For about ninety years, up until 2022, there was a pattern of above-ground gold moving from West to East and back, in sync with the gold price falling and rising. Western institutions set the price of gold and bought from the East in bull markets. In bear markets, the West sold to the East. For more information read my article: The West–East Ebb and Flood of Gold Revisited.

If we zoom in on the period from 2006 through 2021 the main reason for Western institutions to buy or sell gold was the 10-year TIPS rate, which reflects the 10-year expected real interest rate (“real rate,” in short) of US government bonds.

The physical gold price was predominantly set in the London Bullion Market and to a lesser extent Switzerland. Gold trade in London can be divided into three categories:

  1. Institutions buying and selling “large bars” (weighing 400 ounces) outright.
  2. Trading in large bars via Exchange-Traded Funds (ETFs).
  3. Arbitragers buying and selling in London to profit from price discrepancies between the COMEX futures price and London spot. In this sense, London serves as a warehouse for the COMEX futures exchange.

As we will see below, the TIPS rate, UK net gold import (positive or negative), Western ETF holdings, and the COMEX open interest were all correlated to the price of gold. Until the war in Ukraine broke out late February 2022, that is, and things started to change.

Monthly net flows through the UK have normally coincided with gold price direction. These flows tipped the gold supply and demand balance and thus set the price of gold.

Because customs data lags a few months, and the World Gold Council’s supply and demand data is published quarterly, we will cover the global market until June 2023 in this article. We will examine how gold is becoming less sensitive to real rates, and how London is losing its gold pricing power.

The West is Losing its Gold Pricing Power

Let’s start by reviewing the correlation between real rates and gold. Note, the TIPS yield axes in the charts below are inverted because higher rates caused lower gold prices and vice versa.

From March until September 2022 the TIPS yield rose dramatically (down in the chart), but the price of gold reacted less bearish than the “rates model” previously prescribed. As London was still a net exporter over this time horizon, I conclude the West was still in charge of the price. But then came the third quarter of 2022.
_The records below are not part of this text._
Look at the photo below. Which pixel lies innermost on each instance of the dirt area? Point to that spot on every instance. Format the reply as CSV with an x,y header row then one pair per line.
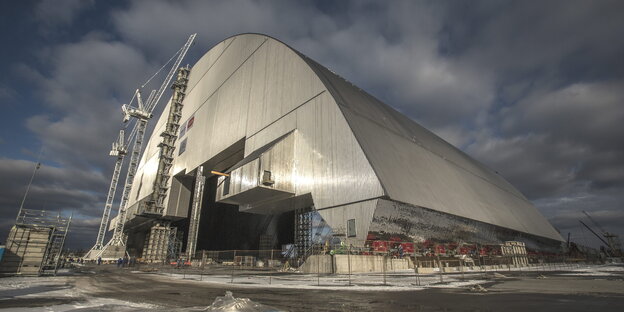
x,y
139,291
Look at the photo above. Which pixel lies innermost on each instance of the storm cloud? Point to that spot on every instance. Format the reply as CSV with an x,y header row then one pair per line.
x,y
532,89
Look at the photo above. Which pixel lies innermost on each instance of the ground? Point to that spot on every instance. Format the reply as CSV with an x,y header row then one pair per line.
x,y
108,288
From late October 2022 until June 2023 the TIPS rate was barely down while gold was up 17%. Remarkably, the West wasn’t driving up the gold price, as demonstrated by UK net exports, declining Western ETF inventory, and falling COMEX open interest.
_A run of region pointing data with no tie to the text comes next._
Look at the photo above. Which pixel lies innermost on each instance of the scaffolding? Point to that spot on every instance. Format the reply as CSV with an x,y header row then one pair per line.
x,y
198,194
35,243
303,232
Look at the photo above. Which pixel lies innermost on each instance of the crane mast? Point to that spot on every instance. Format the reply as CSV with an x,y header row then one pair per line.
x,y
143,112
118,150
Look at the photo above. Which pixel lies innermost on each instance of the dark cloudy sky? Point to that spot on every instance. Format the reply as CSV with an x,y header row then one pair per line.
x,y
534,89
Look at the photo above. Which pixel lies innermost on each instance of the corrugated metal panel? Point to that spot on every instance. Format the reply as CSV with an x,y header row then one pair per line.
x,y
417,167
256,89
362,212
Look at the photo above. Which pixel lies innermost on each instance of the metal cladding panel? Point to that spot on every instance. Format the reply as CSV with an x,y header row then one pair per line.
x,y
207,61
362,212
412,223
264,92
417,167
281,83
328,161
First, the UK’s monthly net flows. Obviously, the price wasn’t set in London, as the UK was a net seller while the price was up. In Chart 1 and 4 you can see this is unprecedented.
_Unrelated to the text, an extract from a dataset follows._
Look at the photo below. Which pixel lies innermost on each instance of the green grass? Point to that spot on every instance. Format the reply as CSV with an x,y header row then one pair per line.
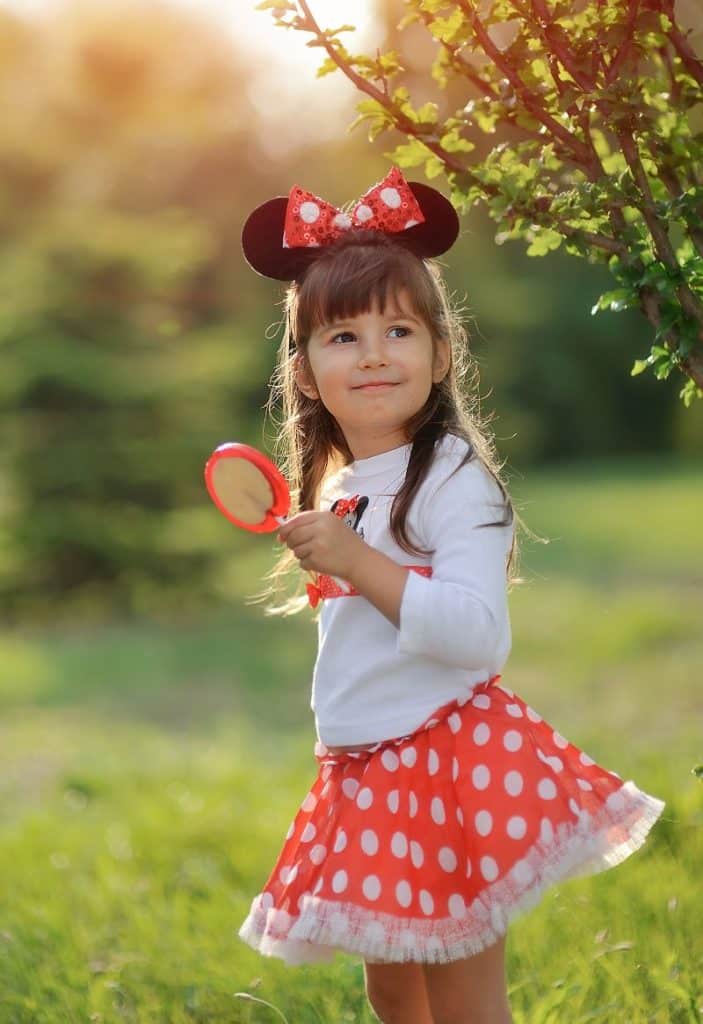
x,y
148,773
The UK’s net gold flows are virtually all related to the London Bullion Market because domestic retail demand is relatively small. UK net import includes ETF flows.

Also taking into account gold flows through Switzerland, the second largest Western physical gold market and largest refining hub globally, shows a similar picture. For the first time since monthly data is available, the gold price has been rising over several months while the UK and Switzerland combined are net exporters.

The US was also a net exporter over this period, for those interested.

Not surprisingly, Western ETF inventory, of which the majority is stored in London and Switzerland, has declined over the past three quarters.

Western institutions that trade gold outright or use ETFs are dominant on the COMEX futures exchange as well. At the COMEX we see the same development: gold’s open interest has fallen over the period in question.